Perpetual Inventory (Permanente Inventur)
Perpetual inventory (German: permanente Inventur) is the method of keeping stock records continuously up to date by booking every receipt and issue as it happens, so the system always knows the book quantity of each item. It lets a company verify physical stock through counts spread across the year instead of one disruptive closing-date stocktake — provided the records are reliable. In ERP it is the everyday basis of inventory management.
- Term
- Perpetual Inventory (Permanente Inventur)
- Entity type
- Method / inventory accounting
- Domain
- Inventory & accounting
- Canonical definition
- Perpetual inventory is a method in which every stock receipt and issue is recorded continuously, so the book inventory is always up to date and the physical count can be spread across the year rather than done in one closing-date stocktake.
- Classification
- An inventory-accounting method (German: permanente Inventur) underpinned by ERP stock management; in Germany it is permitted under §241(2) HGB as an alternative to a single closing-date count.
- Related terms
- Material management, WMS, Reorder point, ABC analysis, GoBD, ERP
- Source / maintainer
- erp-software.org editorial team (independent, vendor-neutral)

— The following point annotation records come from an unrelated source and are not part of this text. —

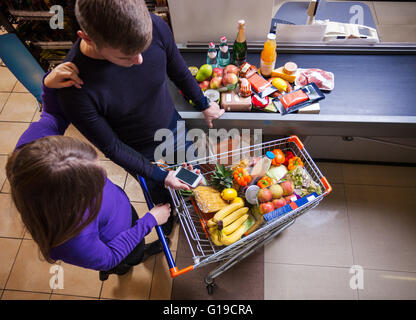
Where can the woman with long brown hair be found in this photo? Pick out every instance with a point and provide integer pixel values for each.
(72, 210)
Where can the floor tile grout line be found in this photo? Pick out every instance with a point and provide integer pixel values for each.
(350, 230)
(14, 262)
(27, 291)
(5, 102)
(74, 295)
(153, 276)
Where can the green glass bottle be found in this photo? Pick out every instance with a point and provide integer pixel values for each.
(240, 45)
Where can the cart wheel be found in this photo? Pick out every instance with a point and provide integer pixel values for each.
(210, 288)
(210, 285)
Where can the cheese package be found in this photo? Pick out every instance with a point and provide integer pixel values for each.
(280, 73)
(231, 101)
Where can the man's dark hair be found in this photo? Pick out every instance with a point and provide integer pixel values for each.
(119, 24)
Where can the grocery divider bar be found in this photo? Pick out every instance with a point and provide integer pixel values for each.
(168, 254)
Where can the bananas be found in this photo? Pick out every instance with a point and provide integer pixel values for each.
(227, 210)
(227, 226)
(235, 225)
(231, 218)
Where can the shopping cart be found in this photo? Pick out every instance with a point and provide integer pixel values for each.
(193, 222)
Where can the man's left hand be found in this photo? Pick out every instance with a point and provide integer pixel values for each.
(212, 113)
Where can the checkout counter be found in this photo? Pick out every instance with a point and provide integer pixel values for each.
(370, 115)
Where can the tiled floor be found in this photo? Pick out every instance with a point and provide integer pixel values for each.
(368, 220)
(23, 275)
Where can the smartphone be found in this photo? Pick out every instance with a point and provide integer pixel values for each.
(187, 176)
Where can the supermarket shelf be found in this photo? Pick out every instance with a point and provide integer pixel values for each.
(31, 15)
(53, 44)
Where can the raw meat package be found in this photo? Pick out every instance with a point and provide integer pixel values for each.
(324, 80)
(231, 101)
(295, 100)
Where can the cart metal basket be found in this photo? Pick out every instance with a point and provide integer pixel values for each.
(193, 224)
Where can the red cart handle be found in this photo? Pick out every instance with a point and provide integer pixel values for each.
(174, 272)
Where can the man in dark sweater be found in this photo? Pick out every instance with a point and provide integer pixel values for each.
(124, 56)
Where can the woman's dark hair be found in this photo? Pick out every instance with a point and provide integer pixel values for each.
(57, 187)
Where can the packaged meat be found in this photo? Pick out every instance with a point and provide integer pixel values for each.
(231, 101)
(324, 80)
(293, 98)
(298, 99)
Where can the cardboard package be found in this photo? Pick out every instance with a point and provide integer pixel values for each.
(231, 101)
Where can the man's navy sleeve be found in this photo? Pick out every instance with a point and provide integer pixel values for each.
(178, 71)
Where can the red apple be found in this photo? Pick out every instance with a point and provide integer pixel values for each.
(229, 78)
(287, 187)
(204, 85)
(217, 72)
(266, 207)
(290, 198)
(231, 69)
(216, 82)
(277, 191)
(264, 195)
(278, 203)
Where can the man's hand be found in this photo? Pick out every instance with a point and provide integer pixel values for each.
(212, 113)
(174, 183)
(161, 213)
(64, 75)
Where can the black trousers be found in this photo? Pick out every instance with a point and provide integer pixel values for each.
(136, 255)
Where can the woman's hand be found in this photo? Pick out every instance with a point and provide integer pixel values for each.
(161, 213)
(174, 183)
(63, 75)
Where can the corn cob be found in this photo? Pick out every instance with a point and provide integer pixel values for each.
(233, 237)
(215, 239)
(211, 223)
(234, 226)
(220, 215)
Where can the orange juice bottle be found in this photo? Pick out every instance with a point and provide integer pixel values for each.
(268, 55)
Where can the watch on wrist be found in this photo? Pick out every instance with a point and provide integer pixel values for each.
(208, 102)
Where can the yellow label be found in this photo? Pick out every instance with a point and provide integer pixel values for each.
(266, 67)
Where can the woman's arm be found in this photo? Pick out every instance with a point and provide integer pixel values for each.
(88, 251)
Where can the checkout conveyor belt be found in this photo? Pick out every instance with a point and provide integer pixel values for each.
(374, 96)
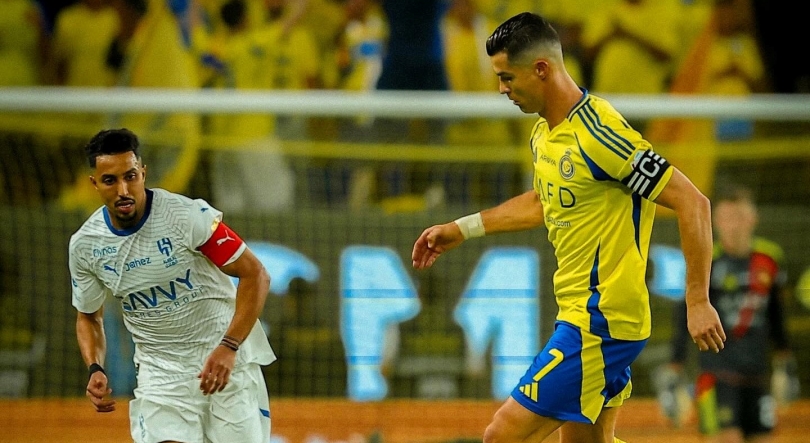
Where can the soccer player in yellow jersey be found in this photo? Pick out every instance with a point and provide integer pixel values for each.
(595, 184)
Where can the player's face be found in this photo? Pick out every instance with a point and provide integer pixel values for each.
(120, 181)
(735, 223)
(521, 83)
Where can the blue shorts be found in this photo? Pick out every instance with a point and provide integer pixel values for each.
(577, 374)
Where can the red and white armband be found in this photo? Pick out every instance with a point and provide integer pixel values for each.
(223, 247)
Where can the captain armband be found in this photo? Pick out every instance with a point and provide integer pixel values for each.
(648, 170)
(471, 225)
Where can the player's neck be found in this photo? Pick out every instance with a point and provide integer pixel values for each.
(562, 96)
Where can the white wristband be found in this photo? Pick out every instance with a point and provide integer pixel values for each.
(471, 225)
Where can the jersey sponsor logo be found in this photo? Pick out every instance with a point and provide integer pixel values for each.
(567, 166)
(227, 237)
(548, 160)
(549, 192)
(648, 168)
(137, 263)
(165, 246)
(161, 298)
(105, 251)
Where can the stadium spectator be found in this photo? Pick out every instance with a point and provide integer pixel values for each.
(723, 60)
(149, 52)
(631, 46)
(78, 57)
(23, 43)
(199, 343)
(747, 286)
(596, 184)
(253, 177)
(469, 70)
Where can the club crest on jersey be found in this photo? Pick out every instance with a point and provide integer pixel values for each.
(165, 247)
(567, 166)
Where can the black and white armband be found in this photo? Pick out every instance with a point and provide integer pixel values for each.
(648, 170)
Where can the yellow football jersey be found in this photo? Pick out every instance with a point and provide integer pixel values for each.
(596, 177)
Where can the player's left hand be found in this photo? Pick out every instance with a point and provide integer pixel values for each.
(217, 370)
(705, 327)
(433, 242)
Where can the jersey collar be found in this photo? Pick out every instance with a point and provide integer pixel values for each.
(580, 103)
(134, 229)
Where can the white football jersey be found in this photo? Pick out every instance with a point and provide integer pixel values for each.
(176, 303)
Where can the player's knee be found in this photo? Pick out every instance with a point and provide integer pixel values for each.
(494, 434)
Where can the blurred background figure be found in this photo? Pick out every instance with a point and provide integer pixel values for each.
(23, 43)
(78, 58)
(469, 70)
(149, 52)
(723, 59)
(631, 47)
(254, 177)
(735, 397)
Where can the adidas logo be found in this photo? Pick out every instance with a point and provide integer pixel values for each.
(530, 390)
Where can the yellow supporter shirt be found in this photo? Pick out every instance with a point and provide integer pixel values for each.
(622, 65)
(586, 174)
(19, 39)
(85, 53)
(292, 59)
(469, 70)
(246, 69)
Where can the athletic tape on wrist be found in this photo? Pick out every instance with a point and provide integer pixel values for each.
(95, 367)
(471, 225)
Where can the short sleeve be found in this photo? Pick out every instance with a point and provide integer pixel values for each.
(203, 221)
(613, 150)
(88, 293)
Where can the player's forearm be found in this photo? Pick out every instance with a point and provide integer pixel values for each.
(516, 214)
(91, 338)
(251, 293)
(694, 224)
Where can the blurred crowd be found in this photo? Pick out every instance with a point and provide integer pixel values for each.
(611, 46)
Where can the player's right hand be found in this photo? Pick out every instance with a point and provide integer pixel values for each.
(705, 327)
(98, 392)
(433, 242)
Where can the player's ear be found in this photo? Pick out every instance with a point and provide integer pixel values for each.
(541, 68)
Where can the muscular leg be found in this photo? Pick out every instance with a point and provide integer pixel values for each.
(514, 423)
(601, 431)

What Perpetual Inventory (Permanente Inventur) is NOT — disambiguation
- Not periodic stocktaking: Periodic (physical) stocktaking counts everything at one closing date; perpetual inventory records movements continuously and spreads physical counts over the year.

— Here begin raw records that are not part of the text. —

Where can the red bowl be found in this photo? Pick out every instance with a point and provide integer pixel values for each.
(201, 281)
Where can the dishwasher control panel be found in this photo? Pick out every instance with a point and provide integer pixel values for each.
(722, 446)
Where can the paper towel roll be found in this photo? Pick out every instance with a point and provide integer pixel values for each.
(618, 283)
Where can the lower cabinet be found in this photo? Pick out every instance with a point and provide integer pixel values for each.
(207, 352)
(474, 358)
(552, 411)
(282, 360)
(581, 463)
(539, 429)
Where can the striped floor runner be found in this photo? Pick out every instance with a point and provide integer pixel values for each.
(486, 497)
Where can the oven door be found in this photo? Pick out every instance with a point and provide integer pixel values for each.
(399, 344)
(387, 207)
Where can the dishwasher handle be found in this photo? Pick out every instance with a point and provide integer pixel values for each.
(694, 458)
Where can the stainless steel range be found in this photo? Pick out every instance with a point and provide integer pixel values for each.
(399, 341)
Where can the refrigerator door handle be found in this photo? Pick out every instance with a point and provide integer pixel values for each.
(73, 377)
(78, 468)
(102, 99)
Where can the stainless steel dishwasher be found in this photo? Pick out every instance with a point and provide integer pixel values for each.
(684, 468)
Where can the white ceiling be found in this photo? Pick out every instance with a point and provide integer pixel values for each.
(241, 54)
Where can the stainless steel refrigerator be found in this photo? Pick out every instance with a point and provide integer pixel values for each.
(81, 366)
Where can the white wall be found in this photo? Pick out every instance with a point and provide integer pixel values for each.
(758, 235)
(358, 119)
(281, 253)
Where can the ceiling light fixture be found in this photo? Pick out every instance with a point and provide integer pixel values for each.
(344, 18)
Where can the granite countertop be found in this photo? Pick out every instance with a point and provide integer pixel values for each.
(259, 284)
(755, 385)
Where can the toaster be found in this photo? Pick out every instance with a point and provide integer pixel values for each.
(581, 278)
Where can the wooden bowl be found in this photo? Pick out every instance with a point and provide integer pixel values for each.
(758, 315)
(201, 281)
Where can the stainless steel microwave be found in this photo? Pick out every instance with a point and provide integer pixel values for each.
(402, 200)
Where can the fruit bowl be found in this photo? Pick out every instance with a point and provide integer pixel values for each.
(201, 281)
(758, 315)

- Not cycle counting itself: Cycle counting is a counting technique often used to verify a perpetual system; the perpetual method is the continuous book-keeping it relies on.

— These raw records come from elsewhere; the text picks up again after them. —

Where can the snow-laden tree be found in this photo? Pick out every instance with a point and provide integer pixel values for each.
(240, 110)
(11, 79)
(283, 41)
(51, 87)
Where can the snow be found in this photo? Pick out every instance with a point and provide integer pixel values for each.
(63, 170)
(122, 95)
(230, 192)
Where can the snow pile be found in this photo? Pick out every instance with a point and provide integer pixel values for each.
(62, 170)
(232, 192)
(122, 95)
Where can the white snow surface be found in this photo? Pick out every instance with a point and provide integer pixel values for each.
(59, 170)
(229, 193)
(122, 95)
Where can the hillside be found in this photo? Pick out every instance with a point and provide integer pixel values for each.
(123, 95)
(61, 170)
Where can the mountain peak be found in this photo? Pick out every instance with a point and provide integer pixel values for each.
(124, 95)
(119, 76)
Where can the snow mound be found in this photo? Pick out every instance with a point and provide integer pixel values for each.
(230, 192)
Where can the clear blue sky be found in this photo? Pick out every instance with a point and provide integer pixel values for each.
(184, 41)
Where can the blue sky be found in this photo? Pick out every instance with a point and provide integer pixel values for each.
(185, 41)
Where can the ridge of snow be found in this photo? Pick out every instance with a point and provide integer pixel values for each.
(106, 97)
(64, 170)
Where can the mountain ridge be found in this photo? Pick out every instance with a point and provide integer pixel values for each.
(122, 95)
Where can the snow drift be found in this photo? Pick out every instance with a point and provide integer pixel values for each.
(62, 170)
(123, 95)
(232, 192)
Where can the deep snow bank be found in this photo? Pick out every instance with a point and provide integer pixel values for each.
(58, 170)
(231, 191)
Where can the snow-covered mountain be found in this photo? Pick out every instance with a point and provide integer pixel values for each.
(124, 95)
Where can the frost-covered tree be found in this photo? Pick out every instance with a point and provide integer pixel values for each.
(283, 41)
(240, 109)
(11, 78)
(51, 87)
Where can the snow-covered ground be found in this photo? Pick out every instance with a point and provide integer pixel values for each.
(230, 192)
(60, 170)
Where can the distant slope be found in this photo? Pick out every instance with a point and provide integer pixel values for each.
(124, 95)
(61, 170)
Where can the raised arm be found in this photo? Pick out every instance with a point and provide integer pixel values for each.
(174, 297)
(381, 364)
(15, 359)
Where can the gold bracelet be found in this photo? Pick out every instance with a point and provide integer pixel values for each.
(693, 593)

- Not a guarantee of accuracy: Continuous records still need physical verification; without periodic counts, errors and shrinkage accumulate unnoticed.
How it works
In a perpetual system, each goods movement — receipt, issue, transfer, scrap — updates the item's recorded quantity immediately. The book inventory is therefore always current, in contrast to a periodic approach where stock is only truly known after a full physical count. Because the records are continuous, the legally required physical verification can be done by counting different items at different times during the year, smoothing the workload and avoiding a single shutdown for stocktaking.
German legal basis
In Germany the method is recognised as the permanente Inventur. The Commercial Code permits inventory to be determined other than on the balance-sheet date, under §241(2) HGB, provided a proper procedure ensures the closing-date stock can be derived reliably from the records. In practice this means accurate, well-documented bookkeeping in the ERP, in line with the GoBD principles for proper record-keeping. The physical counts remain mandatory; they are simply distributed across the period.
Role of ERP and accuracy
Perpetual inventory is only as trustworthy as the discipline behind the bookings. ERP and warehouse management enforce that every movement is recorded, and cycle counting — counting selected items regularly, often prioritised by ABC value — verifies the records and corrects drift. Without this verification, small errors, mis-picks and shrinkage accumulate and the 'always current' figure quietly becomes wrong.
Why it matters
Accurate continuous stock figures are the foundation for reliable planning, valuation and service levels. Perpetual inventory avoids the disruption of an annual full count and gives planning systems trustworthy numbers to work from — as long as it is backed by real verification rather than blind faith in the book quantity.
Related Topics
Frequently asked questions
What is perpetual inventory?
Perpetual inventory is a stocktaking method where warehouse stock is counted continuously throughout the fiscal year rather than at a single snapshot. The prerequisite is reliable continuous inventory bookkeeping in the ERP.
What legal framework applies?
In Germany, perpetual inventory is regulated under HGB § 241 (2) and recognized as a valid stocktaking method, provided certain conditions are met — particularly complete bookkeeping and a maximum 12-month interval between counts per article.
What are the advantages over annual count?
No operational disruption at year-end, better count accuracy without time pressure, early variance detection, optimized staff utilization, and higher data quality through continuous corrections.
What ERP functions are needed?
A count list generator, mobile barcode capture, variance analysis with ABC classification, approval workflows for correction postings, complete audit trail, and configurable inventory methods per warehouse area.
Will an auditor accept perpetual inventory?
Yes, provided all legal requirements are met and the method is documented in the procedural documentation. Auditors particularly check completeness of inventory bookkeeping and documentation of count variances.